If none of these other forms of intimidation are successful in buying silence, there’s always the threat or actual use of physical violence. Daniels says that a stranger threatened her after trying to sell a story about her alleged affair with Trump. In a sworn deposition to a US Federal court, an anonymous Academi/Blackwater employee alleged that Prince either murdered or facilitated the murder of people at the company who were cooperating with federal investigators. This tactic has become less common in most workplaces, but it has deep historical roots in the US—most famously with the Pinkertons and their violent anti-union activities.

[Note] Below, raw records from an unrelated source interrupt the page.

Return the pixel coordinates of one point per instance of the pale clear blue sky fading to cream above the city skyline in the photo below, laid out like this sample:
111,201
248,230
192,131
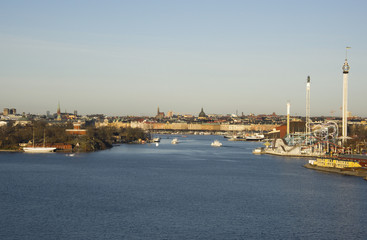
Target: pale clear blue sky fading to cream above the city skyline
128,57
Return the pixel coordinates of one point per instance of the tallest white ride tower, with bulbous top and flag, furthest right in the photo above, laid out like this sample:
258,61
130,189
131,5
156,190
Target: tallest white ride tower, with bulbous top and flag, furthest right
345,97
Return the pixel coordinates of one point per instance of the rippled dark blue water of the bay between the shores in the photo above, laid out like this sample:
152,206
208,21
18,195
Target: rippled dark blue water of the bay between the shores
185,191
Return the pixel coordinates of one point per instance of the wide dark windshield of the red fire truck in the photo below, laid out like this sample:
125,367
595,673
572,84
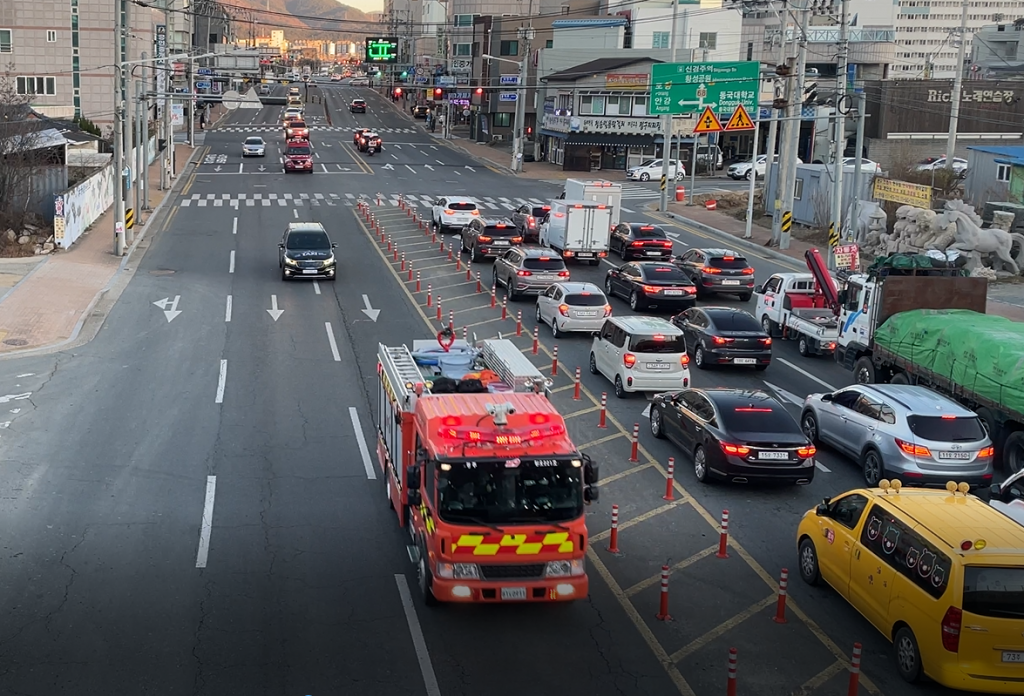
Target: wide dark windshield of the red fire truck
503,492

Prince, Trump and Weinstein are only the most obvious and public faces of intimidation. Behind them is a deeper and more systematic process of normalizing threats and other tactics in order to silence anyone with information that embarrasses the powerful. A small industry of lawyers and private security firms has sprung up to protect the ultra-rich from the consequences of their illegal or immoral actions.

That we even have access to these few stories is the exception rather than the rule. In each case, a dedicated group of journalists and whistleblowers were willing to risk their careers, and perhaps even their lives, to get the truth out. There are surely many other examples where intimidation has already succeeded in curbing dissent, especially in the case of abusive employers.

Faced by such problems, the #MeToo movement provides a roadmap forward. It proves that highlighting specific stories, analyzing the ways they’re connected to broader societal issues, and then applying these analyses to our own lives can have a major impact. Weinstein might have lost his company and his power, but more significantly, the conversation about sexual harassment and abuse has spread far around the world.

If we can spread this more systemic approach to other oppressions in our day-to-day lives then we can break their power as well. This is not to diminish the specific impacts of sexism and sexual violence but to tie them to a larger analysis of power and a process of personal and societal transformation. Resisting intimidation, wherever it comes from, is a good place to start.